He was born into the world. “The world is the manger.”
All of us good, church-going Christians know this, of course, when
we let ourselves think about it. But most of us still manage to avoid experiencing
it in our lives. That place called Christmas is so dazzling and alluring that
we put all our hope for joy and fulfillment into our brief stay in that
luxurious location in our year.
But the truly fortunate among us have found ourselves, like
Buechner’s clergyman, suddenly, surprisingly, in the manger. As we wash the car
or babysit the grandkids, we realize we’re in the manger. As we greet the store
clerk or commute to work, we realize we’re in the manger. As we sit in the
too-quiet house in the evening or listen to our co-workers’ complaining, we realize
we’re in the manger.
How do we know? It’s hard to say. It’s usually just a momentary
thing, an awareness that there is something true and right and hopeful and
loving that is both present in this place and greater than it. But we know in our
hearts that Christmas has arrived, Jesus has been born, and is alive, in this place. Not in an idealized world
blanketed with snow and twinkling with lights. Jesus is here, in the noise and in the quiet, in the mess and discomfort and
grief and anger. And once that realization is made, we’re never completely
comfortable moving back to that place we call Christmas, that contrived
existence of merry and bright.
I truly hope we all enjoy our stay in that place called Christmas.

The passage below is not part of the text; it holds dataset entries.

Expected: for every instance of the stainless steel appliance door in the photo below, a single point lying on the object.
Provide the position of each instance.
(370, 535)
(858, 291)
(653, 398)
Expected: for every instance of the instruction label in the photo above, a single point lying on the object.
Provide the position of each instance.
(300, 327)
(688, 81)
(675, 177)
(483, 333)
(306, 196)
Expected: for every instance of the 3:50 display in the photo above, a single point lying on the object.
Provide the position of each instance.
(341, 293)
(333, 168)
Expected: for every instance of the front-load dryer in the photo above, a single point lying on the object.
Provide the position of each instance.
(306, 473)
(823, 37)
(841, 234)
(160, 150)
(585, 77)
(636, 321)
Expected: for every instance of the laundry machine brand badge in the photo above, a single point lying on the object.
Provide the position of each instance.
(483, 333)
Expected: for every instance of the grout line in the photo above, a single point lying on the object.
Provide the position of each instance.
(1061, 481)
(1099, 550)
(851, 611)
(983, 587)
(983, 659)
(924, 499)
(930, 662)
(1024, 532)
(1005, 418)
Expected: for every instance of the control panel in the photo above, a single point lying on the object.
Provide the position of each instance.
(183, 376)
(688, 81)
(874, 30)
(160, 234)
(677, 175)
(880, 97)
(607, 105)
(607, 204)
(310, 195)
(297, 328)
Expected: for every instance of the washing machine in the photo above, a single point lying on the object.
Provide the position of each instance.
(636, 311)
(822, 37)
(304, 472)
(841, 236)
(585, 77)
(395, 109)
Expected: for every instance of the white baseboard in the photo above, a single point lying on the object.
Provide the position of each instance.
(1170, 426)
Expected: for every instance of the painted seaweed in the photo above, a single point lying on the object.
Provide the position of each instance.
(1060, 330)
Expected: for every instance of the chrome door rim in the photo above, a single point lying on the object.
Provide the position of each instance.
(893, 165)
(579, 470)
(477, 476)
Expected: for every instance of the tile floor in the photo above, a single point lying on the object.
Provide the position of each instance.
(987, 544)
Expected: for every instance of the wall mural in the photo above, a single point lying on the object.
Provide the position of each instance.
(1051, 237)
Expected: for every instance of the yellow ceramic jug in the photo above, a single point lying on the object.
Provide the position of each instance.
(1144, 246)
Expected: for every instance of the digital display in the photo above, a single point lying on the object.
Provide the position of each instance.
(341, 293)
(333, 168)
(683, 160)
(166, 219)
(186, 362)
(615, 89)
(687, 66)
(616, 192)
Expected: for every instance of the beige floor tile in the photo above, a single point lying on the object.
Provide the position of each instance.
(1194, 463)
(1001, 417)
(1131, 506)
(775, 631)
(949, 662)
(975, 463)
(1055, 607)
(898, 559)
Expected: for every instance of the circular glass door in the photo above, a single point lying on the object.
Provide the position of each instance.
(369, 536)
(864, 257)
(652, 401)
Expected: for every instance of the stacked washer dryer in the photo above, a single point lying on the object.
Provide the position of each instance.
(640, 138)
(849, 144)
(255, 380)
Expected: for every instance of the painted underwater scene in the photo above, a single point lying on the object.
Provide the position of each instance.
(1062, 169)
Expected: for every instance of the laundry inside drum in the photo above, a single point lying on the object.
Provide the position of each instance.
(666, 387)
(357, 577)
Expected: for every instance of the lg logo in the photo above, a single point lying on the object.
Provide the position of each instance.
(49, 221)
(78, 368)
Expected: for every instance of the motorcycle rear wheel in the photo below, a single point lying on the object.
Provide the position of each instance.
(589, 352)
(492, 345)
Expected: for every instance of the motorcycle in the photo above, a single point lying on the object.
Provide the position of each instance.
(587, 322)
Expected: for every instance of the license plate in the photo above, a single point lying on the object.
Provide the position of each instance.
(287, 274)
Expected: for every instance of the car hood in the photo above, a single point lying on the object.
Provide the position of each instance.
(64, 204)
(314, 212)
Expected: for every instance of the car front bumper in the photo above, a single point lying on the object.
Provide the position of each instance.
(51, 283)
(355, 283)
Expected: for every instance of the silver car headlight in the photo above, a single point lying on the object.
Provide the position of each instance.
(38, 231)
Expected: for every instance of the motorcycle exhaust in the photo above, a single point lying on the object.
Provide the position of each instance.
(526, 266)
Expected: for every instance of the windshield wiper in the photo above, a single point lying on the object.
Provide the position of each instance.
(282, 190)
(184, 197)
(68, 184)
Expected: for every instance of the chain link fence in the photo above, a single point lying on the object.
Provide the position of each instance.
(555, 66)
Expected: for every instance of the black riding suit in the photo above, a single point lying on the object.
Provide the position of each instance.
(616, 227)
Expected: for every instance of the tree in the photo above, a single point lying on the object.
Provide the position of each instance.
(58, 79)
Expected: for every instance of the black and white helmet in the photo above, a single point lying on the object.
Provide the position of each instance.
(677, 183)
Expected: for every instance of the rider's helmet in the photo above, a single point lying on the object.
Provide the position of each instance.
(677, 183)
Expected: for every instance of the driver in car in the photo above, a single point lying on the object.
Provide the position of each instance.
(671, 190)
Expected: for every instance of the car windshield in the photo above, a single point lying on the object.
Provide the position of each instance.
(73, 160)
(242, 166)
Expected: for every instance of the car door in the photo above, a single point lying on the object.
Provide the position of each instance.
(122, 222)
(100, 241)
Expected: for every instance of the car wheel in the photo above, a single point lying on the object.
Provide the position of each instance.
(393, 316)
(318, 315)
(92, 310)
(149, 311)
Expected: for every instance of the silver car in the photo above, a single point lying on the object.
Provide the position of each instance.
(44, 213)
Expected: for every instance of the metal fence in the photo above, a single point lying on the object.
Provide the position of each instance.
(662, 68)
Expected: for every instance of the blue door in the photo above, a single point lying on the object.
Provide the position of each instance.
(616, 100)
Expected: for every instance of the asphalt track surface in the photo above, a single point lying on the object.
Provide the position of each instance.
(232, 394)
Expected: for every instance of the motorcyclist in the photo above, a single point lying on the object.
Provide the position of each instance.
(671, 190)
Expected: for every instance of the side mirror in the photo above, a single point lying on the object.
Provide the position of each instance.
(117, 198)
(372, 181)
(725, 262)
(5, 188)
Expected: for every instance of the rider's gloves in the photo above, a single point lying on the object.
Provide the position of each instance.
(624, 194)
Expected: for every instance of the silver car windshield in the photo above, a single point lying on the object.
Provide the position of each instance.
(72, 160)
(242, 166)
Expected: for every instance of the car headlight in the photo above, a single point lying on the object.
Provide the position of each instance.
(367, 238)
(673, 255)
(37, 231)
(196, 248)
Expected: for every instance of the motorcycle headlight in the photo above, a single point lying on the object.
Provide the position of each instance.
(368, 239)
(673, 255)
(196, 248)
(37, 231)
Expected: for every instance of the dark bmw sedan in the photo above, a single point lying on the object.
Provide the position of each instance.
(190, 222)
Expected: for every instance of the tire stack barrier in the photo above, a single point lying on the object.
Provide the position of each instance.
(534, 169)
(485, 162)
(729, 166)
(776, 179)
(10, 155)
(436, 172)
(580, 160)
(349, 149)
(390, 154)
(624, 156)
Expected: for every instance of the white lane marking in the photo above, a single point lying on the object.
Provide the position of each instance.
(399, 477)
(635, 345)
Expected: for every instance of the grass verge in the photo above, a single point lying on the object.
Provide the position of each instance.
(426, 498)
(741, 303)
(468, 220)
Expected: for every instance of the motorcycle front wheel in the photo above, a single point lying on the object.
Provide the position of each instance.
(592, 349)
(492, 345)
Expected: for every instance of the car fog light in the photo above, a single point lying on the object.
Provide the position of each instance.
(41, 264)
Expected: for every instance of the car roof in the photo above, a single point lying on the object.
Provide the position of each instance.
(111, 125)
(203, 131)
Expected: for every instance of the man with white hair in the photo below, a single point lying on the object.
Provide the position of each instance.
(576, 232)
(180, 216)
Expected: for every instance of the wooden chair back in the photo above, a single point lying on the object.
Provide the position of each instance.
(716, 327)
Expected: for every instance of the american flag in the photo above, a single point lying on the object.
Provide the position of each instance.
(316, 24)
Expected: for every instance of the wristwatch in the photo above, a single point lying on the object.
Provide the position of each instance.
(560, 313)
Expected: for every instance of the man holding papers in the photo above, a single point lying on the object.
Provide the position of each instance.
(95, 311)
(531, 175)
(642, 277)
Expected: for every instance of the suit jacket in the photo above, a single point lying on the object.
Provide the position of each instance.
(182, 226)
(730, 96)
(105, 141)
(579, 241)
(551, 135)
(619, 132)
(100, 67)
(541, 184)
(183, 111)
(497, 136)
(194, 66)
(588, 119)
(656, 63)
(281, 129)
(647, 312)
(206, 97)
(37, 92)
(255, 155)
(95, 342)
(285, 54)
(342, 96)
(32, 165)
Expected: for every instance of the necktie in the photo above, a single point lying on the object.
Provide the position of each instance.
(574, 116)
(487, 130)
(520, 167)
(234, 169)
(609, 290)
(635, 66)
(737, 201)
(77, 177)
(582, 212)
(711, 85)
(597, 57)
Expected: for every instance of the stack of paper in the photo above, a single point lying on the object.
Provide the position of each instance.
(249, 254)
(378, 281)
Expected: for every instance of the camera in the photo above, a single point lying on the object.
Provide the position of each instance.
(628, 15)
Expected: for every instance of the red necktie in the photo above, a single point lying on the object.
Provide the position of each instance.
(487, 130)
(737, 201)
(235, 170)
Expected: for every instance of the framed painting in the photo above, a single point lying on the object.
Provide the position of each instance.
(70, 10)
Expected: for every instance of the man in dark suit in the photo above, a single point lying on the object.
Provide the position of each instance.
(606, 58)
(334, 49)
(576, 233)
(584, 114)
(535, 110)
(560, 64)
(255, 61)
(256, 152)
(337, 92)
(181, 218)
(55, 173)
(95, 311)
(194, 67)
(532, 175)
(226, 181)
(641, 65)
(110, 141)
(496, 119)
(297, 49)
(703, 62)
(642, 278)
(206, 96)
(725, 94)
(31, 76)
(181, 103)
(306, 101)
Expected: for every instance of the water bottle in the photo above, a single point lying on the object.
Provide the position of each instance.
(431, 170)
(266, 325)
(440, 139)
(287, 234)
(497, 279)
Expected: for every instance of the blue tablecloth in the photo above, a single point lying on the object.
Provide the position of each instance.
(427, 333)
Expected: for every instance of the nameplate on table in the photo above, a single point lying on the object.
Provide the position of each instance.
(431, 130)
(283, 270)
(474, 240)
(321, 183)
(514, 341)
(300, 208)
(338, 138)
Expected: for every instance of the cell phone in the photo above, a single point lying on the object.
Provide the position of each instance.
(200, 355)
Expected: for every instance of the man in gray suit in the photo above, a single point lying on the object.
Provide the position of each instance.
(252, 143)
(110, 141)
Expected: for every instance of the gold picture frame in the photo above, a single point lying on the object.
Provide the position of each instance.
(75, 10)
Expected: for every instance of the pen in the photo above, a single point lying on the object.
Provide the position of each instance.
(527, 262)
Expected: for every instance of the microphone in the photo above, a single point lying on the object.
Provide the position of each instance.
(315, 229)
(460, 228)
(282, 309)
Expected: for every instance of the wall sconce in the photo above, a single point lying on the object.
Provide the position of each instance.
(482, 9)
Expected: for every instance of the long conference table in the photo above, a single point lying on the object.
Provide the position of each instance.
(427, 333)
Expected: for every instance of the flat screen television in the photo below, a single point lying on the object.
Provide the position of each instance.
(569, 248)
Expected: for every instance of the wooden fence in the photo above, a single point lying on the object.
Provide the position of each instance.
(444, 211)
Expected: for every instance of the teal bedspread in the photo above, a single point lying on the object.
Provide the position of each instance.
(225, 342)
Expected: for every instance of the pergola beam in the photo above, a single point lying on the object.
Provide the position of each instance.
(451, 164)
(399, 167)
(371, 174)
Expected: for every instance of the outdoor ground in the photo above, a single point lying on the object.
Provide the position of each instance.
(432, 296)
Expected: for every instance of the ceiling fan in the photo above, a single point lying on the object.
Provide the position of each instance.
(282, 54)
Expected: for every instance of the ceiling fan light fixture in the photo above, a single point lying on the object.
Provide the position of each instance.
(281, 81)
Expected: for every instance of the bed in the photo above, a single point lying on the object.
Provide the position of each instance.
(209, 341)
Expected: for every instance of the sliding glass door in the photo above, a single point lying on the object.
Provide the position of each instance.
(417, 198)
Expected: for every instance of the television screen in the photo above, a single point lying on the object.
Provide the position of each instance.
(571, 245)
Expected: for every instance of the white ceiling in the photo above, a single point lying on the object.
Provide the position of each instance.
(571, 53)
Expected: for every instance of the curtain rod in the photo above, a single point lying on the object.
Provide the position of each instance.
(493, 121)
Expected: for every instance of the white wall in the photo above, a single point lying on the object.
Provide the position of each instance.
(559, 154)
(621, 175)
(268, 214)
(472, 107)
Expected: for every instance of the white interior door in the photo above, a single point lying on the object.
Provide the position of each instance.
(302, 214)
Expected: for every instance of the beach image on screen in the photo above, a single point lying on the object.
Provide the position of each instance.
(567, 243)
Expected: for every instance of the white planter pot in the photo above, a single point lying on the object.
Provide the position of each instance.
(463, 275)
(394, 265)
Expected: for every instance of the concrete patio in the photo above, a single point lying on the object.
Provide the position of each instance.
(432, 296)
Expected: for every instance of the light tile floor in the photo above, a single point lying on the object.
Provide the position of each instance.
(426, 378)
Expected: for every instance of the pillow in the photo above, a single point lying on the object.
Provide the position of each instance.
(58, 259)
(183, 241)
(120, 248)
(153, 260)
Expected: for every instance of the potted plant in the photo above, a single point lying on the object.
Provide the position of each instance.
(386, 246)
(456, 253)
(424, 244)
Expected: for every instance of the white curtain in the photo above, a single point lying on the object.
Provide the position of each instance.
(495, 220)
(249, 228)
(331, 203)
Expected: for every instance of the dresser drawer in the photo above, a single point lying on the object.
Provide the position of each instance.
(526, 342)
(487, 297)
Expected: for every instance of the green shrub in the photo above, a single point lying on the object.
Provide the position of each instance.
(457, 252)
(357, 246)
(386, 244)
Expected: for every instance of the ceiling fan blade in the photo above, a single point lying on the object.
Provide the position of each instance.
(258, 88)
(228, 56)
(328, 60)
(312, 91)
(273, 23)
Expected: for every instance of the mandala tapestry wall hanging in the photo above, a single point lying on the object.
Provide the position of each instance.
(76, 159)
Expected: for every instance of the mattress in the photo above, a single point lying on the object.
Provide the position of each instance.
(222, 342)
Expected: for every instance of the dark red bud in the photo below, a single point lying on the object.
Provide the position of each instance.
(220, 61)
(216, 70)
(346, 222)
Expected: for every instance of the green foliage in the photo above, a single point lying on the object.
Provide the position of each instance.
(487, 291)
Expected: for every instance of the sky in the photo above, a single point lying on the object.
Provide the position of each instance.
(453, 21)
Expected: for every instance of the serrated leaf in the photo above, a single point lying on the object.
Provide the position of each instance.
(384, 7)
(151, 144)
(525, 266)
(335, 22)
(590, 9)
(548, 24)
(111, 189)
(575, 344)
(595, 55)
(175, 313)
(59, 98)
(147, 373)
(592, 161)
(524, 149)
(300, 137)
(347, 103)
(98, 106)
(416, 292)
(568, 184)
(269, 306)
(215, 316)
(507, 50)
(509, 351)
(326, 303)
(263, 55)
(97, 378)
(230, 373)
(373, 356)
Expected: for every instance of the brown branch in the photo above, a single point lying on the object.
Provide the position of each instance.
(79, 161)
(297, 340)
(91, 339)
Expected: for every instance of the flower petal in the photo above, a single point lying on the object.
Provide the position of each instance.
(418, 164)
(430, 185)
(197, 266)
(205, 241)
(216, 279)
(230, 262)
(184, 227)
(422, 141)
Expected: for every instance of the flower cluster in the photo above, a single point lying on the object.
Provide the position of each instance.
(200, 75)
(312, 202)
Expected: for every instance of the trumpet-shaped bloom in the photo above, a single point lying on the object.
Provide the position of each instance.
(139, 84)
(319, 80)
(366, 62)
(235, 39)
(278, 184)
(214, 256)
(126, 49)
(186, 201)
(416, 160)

It is a place of peace and joy and hope. It’s a place I wish we all could stay
for as long as we like.
But when we move out, as we all must eventually, my greater hope
is that we will experience Christmas in all the other places of our lives. I
hope that we find ourselves in the manger again and again, that we experience
Christ born into the world as it really is, and not as we contrive it to be.
Because then we will have arrived in a Christmas that never ends.
We can live there always. It won’t depend on finding the perfect gift or
getting along with our relatives. It won’t need snow or reindeer paper. We will
be in Christmas, all year long, knowing Jesus is God with us, everywhere and at
all times. That is the Christmas I wish for us all. Amen.